Allan Mimouni se dit timide. C’est pourtant sans retenue que cet adjoint de 36 ans affiche, sur les réseaux sociaux, ses dessins illustrant sa vie à l’officine. Le dessin humoristique lui a redonné goût à son métier. Esquisse d’un pharmacien à la moquerie bienveillante.
L’histoire commence en 2007 sur les bancs de la faculté de pharmacie de Paris V où Allan Mimouni fait ses études. Il essuie alors un flop pour le poster qu’il a dessiné sur le thème de la toux présenté à un concours de communication. Un de ses professeurs repère cependant son coup de crayon et lui propose de l’utiliser pour réaliser une thèse d’exercice originale. Il travaille alors pendant deux ans sur une bande dessinée destinée aux enfants atteints de drépanocytose. La possibilité de s’exprimer avec le dessin vient de devenir une réalité.
Le choix de la raison
S’il n’a jamais suivi de formation à ses techniques, il pratique cet art depuis toujours. Mais après un bac scientifique, c’est vers la pharmacie que son choix de carrière se porte « J’aurais aimé suivre une formation de dessin, mais ça me paraissait trop abstrait de me lancer dans cette voie artistique si jeune. J’ai besoin de savoir où je vais, alors je me suis d’abord empressé d’obtenir un diplôme plus rassurant. » Il s’investit pleinement dans ses études de pharmacie dans l’idée, ensuite, de pouvoir faire une école d’art. « A 23 ans, mon diplôme de pharmacien en poche, j’ai finalement commencé à travailler et à voyager beaucoup. Mon projet artistique s’est arrêté là. »

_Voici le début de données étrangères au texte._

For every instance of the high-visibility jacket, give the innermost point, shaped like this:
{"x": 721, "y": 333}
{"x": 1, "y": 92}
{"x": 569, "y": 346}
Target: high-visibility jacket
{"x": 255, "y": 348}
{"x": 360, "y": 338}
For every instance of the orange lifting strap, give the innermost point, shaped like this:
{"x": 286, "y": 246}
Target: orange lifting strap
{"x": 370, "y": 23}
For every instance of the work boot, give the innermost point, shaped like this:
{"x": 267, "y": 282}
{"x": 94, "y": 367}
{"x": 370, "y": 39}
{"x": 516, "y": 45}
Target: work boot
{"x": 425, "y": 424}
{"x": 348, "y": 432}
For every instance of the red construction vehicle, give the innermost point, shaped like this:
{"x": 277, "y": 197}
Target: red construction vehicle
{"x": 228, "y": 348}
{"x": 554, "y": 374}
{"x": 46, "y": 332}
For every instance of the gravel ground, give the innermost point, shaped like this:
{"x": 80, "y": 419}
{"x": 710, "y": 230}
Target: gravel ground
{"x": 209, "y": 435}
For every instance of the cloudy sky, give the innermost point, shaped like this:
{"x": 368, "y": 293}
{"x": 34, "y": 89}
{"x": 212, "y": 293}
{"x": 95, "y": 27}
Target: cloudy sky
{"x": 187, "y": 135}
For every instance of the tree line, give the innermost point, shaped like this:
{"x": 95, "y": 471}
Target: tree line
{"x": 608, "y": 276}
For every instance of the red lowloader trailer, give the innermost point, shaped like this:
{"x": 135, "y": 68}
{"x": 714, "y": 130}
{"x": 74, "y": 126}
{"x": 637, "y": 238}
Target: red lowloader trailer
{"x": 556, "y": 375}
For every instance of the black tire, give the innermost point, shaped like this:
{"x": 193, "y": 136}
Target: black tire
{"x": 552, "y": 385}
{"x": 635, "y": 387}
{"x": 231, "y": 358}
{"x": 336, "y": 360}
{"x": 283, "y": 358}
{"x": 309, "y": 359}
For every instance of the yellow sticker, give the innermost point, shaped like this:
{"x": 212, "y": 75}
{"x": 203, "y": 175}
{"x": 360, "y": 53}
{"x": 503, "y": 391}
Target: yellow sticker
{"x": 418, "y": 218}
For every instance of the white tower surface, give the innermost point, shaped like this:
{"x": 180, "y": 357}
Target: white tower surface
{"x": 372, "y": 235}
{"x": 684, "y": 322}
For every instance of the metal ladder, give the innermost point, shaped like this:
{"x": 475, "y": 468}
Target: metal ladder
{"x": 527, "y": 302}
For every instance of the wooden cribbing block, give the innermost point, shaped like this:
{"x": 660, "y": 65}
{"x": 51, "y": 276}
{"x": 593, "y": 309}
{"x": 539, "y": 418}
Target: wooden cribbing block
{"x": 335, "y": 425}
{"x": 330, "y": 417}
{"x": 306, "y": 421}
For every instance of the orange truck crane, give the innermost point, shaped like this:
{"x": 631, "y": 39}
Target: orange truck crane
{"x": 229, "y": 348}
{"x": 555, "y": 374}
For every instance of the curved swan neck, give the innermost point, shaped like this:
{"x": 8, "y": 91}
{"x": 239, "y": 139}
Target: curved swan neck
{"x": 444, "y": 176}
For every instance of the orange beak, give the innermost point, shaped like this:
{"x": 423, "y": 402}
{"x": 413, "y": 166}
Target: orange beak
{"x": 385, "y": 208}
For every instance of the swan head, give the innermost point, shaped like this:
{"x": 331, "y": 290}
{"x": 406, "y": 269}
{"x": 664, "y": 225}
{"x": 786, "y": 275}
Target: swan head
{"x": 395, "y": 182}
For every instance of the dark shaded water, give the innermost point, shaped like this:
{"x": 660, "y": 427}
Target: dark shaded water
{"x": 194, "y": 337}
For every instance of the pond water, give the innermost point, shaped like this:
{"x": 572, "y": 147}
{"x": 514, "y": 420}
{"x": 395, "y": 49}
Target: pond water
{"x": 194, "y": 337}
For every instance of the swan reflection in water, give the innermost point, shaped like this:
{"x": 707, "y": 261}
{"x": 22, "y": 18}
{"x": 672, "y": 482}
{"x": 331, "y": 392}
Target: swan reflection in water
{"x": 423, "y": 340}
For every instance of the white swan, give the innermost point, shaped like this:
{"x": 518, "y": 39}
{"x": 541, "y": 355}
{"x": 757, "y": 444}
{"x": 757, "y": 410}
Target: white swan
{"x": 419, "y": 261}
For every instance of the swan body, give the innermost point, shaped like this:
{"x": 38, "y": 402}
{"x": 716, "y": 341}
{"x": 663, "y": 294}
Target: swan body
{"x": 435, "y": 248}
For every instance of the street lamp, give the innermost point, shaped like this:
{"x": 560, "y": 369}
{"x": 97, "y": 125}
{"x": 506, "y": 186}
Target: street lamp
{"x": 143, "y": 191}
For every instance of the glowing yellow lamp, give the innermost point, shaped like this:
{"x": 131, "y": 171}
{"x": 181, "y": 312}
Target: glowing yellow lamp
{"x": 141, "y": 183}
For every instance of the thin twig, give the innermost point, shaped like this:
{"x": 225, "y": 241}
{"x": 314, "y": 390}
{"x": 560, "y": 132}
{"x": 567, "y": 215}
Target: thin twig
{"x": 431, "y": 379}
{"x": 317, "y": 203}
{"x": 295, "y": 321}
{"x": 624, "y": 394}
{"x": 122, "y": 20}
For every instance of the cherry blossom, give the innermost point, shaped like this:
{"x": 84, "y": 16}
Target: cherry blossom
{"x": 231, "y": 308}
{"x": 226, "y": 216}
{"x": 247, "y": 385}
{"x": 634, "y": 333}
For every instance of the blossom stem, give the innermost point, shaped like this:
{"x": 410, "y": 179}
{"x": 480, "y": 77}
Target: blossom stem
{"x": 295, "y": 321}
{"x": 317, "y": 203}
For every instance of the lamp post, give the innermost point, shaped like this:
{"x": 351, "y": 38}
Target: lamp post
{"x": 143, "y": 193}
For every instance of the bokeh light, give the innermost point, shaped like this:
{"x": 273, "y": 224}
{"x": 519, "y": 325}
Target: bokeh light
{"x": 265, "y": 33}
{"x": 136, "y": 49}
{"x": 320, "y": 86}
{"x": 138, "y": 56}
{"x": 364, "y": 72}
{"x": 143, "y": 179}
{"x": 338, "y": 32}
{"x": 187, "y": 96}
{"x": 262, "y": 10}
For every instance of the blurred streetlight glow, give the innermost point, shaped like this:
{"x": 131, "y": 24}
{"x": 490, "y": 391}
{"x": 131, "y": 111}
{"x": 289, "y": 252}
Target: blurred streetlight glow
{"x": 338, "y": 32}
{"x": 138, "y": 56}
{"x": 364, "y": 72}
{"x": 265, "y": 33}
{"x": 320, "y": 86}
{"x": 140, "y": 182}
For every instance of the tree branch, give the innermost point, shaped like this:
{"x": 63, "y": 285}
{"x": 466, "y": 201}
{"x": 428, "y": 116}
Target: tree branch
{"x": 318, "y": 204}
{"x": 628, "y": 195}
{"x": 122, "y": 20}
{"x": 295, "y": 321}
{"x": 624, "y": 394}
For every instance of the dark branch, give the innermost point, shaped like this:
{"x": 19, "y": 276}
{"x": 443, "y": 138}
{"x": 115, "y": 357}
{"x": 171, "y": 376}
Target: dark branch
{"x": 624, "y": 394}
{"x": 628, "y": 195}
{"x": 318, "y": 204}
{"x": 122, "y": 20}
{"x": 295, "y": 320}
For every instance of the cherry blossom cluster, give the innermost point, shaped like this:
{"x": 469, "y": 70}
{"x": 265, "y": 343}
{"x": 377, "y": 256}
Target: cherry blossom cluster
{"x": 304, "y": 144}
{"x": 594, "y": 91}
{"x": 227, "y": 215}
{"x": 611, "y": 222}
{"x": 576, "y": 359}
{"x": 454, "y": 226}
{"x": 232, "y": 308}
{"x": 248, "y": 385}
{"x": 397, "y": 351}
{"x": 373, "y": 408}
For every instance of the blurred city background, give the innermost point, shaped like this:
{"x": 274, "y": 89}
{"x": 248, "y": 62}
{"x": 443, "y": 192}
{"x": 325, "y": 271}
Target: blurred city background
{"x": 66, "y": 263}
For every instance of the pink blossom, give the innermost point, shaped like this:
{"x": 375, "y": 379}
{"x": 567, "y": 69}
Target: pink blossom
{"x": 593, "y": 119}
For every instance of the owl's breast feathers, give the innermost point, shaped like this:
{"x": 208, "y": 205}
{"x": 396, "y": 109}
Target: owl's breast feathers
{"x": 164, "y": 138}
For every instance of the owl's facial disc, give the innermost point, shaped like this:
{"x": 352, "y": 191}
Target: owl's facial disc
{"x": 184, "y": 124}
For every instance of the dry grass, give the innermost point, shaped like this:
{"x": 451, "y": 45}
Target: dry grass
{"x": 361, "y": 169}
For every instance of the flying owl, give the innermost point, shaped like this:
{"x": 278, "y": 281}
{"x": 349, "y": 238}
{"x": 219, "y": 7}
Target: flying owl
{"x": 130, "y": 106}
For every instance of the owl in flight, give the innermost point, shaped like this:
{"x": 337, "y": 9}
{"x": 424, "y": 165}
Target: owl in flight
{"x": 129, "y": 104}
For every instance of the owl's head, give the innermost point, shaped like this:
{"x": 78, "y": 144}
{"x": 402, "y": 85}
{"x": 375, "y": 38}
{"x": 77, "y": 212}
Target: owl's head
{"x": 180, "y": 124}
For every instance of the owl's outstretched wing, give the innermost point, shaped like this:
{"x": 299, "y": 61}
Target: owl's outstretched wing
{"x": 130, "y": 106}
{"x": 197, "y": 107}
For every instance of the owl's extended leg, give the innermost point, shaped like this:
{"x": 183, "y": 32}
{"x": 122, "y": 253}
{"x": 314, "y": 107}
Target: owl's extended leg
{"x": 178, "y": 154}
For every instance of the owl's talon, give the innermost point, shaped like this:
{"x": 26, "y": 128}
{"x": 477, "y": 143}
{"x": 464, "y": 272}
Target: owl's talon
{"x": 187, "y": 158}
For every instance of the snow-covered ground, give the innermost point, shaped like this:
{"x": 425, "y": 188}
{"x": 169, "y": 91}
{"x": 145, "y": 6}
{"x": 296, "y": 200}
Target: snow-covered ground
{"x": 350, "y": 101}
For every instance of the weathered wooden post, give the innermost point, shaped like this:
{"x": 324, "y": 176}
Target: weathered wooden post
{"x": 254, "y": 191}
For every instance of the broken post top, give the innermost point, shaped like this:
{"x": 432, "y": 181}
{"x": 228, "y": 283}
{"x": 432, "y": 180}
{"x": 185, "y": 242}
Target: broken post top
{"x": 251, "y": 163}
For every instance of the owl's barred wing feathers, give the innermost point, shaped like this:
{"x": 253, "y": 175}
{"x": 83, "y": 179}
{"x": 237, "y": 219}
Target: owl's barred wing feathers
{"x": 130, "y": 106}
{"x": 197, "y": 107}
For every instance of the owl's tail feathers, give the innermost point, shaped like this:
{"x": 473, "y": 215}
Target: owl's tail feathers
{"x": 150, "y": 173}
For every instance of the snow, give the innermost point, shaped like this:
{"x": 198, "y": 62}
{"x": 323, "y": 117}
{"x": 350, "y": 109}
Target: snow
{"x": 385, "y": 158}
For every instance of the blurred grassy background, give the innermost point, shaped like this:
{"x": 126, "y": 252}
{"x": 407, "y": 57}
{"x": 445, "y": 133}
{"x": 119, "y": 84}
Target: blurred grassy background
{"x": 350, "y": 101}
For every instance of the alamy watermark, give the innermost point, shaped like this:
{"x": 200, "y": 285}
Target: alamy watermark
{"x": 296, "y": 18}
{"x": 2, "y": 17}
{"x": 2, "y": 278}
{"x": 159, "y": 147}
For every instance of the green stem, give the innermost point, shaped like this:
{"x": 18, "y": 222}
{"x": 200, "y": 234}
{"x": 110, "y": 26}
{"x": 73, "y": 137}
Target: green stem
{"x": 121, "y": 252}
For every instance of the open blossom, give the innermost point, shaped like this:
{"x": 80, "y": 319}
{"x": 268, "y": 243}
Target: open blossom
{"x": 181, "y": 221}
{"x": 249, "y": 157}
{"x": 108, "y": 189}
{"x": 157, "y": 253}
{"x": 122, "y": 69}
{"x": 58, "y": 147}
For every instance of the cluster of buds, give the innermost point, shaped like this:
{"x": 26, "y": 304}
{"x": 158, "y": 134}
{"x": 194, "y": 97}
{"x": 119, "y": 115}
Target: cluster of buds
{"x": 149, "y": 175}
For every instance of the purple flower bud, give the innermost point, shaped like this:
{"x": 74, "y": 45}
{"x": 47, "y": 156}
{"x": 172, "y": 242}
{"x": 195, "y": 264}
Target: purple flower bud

Les réseaux sociaux, une vitrine idéale
En 2018, Allan se lance un nouveau défi. Devant l’insistance d’un ami administrateur sur Facebook du groupe privé Tu sais que tu es pharmacien, il publie un premier dessin sur la page du groupe qui remporte tout de suite un franc succès. Fort de cette expérience positive, Allan reprend le crayon et s’impose un rythme soutenu en publiant un dessin tous les deux jours pendant un an. Une production partagée sur différents groupes. En 2019, il décide de créer sa propre page, « Al Mi, la vie en pharmacie », pour bénéficier d’une meilleure visibilité et se rapprocher de ses fans, puis un compte Instagram en 2020. Aujourd’hui, il publie un dessin deux fois par semaine et ses comptes rassemblent respectivement 16 000 et 4 000 abonnés. « Je connaissais Facebook, cependant je n’étais pas très familier avec Instagram et Twitter. Je ne suis d’ailleurs toujours pas très habile ! Mais les réseaux sociaux restent la meilleure vitrine pour toucher un large public. »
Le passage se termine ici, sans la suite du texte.